The ephemeral-tail pattern is optimized for present-tense reasoning: the model acts on what is true now. It is intentionally weaker for temporal reasoning — the model cannot answer “what was selected when I asked you that earlier?” because past states are not retained.

Hosts that need temporal reasoning have two options:

  • Inline diffs — when state changes meaningfully between turns, persist a compact host-authored delta note in an assistant or tool-result message, such as State change: Mail unread 12 -> 13; focused thread thread-42 -> thread-91. The tail still carries the full current state; history carries a compact change log. This costs some tokens but preserves cacheability of the message prefix.
  • Snapshot pinning — on explicit user reference (“remember this state”), serialize a snapshot into the next assistant message. Use sparingly; each pinned snapshot is a permanent token cost.

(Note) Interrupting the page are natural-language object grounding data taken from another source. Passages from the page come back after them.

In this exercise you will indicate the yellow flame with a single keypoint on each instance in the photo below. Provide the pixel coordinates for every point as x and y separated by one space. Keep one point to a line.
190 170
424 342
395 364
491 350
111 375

Most agent workloads do not need either. Default to the pure ephemeral tail and add temporal mechanisms only when a concrete use case demands them.

SLOP providers stream JSON Patch updates between snapshots (see messages.md). A consumer driving an LLM SHOULD NOT forward raw patches into the model context. Patches are an optimization for the consumer’s local tree mirror; the model only ever sees the materialized current state in the <slop-state> tail.

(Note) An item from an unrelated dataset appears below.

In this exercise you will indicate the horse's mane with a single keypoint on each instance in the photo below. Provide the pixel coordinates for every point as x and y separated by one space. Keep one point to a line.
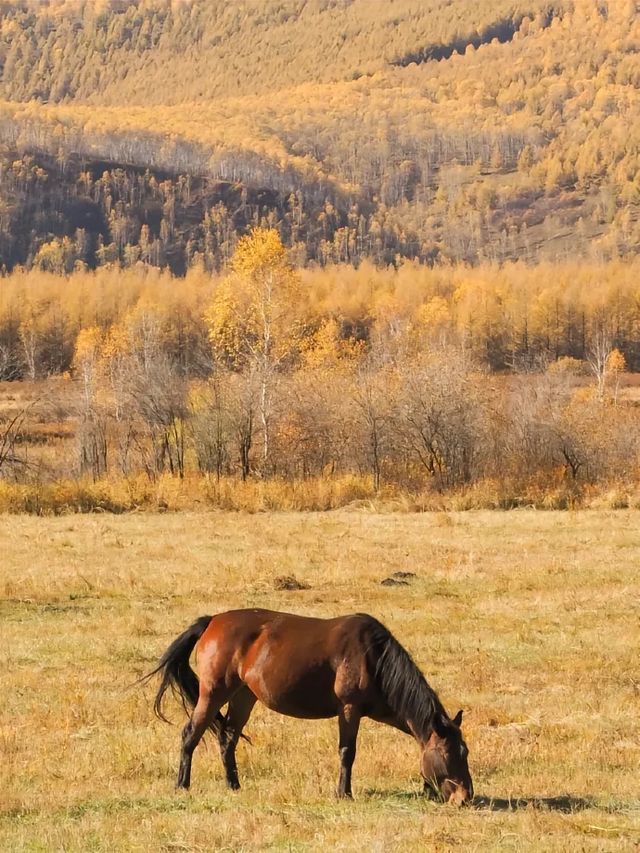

Exception: if the host is running an autonomous loop where the model decides when to re-observe, the host MAY surface a compact “state changed” signal (without the patch body) so the model knows a new tail will be available on the next turn.

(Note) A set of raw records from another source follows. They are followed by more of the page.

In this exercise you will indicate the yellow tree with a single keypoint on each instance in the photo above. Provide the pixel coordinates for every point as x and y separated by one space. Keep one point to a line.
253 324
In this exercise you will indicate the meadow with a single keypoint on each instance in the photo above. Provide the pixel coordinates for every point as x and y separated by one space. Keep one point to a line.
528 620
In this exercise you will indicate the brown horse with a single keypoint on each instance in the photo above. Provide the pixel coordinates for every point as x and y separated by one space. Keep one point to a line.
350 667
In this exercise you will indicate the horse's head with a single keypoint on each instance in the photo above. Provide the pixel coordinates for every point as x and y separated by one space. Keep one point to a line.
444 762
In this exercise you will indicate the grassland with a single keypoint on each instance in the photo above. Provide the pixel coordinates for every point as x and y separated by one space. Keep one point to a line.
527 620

A consumer that claims to support this integration:

  1. MUST maintain the conversation history free of state-tail blocks across turns.
  2. MUST render the current SLOP tree projection into a state tail on every model request, using <slop-state> unless the host documents another stable delimiter. Hosts that inject indirectly (for example, by reading a file written by a separate bridge process) MAY operate within a bounded freshness window instead of literally re-rendering on each request, but they MUST document that window in their integration README and MUST drop the injection if the bridge appears stalled or dead so the model never sees state that may be silently outdated.
  3. MUST treat the state tail as untrusted observation data, not instructions, and MUST escape or encode user-controlled text in any text-based delimiter format so it cannot forge SLOP context tags or masquerade as host-authored messages. The case-insensitive substitution rules in Security model are the minimum bar.
  4. MUST keep the state tail after the stored conversation prefix so live state does not invalidate reusable prompt-cache prefixes — except where the host’s surrounding API only exposes a prepend hook, in which case the host MUST follow the prepend-only exception in Placement and document it as a known cache regression.
  5. SHOULD place explicit prompt-cache controls at the boundary between stored history and the state tail where the provider supports them.
  6. SHOULD apply salience and view-scope filtering before rendering the tail.
  7. MUST preserve clear provider/app boundaries when rendering multiple connected providers or apps.
  8. MUST NOT present stale disconnected-provider trees as current state.
  9. SHOULD keep non-state SLOP catalog context, such as available unconnected apps, outside <slop-state> and use a sibling block or tool result instead.
  10. SHOULD document which delimiter and body format it emits (canonical text tree / JSON / Markdown / custom) so prompt authors can rely on a stable shape.